“The strongest raw material headwinds we face today can be grouped into four categories,” says Michael Podd, chief procurement officer of Flint Group’s CPS Inks division:
- The U.S. tariffs against China: “These tariffs affect a number of key materials used in printing inks,” Podd said. The recently imposed tariffs are 10% effective immediately, and will increase to 25% in January;
- Increased freight costs: “The trucking industry has faced driver shortages for years,” Podd said. “The situation has worsened over time and is exacerbated now by equipment shortages and increased fuel costs. All modes of transportation have increased in cost;”

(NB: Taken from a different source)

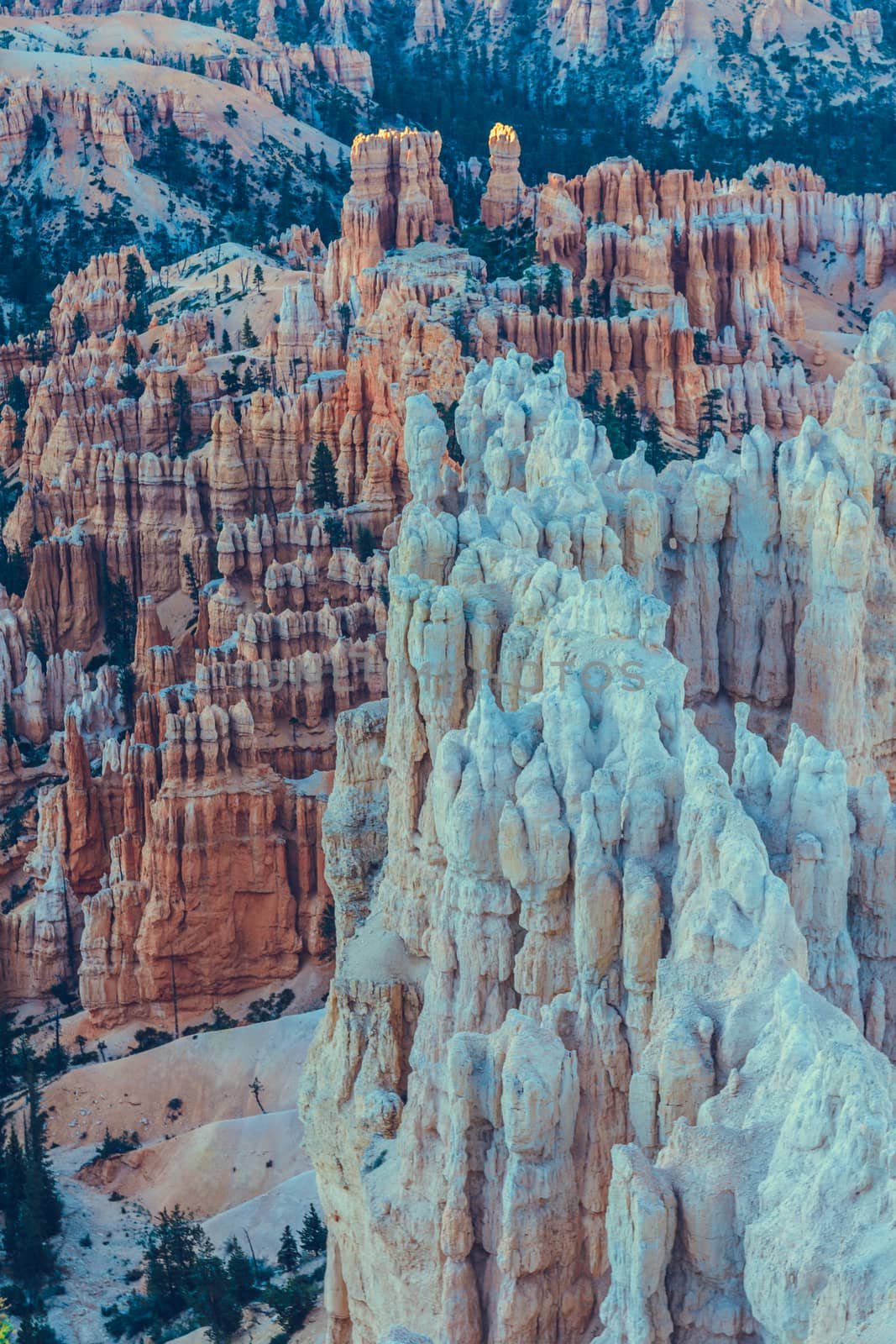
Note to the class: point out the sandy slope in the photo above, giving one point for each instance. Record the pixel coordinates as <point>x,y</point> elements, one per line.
<point>217,1156</point>
<point>210,1074</point>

- Increased costs of raw materials, including crude: “Recent increases in crude costs have caused many raw material costs to rise significantly. Carbon black, pigments oils and solvents are just some of the materials impacted by this situation,” Podd said;
- European REACH regulations: The recent reclassification of certain energy-curable-related materials has, Podd explained, led “suppliers in Europe and beyond to look for alternative materials. Unfortunately, the alternative materials come at a much higher cost.”
“Flint Group will work closely with our customers to manage through this price increase and to benefit from our preferred status with suppliers, which makes Flint Group best positioned to meet customer needs without sacrificing quality,” said Mike Green, VP of sales for Flint Group’s North America offset inks.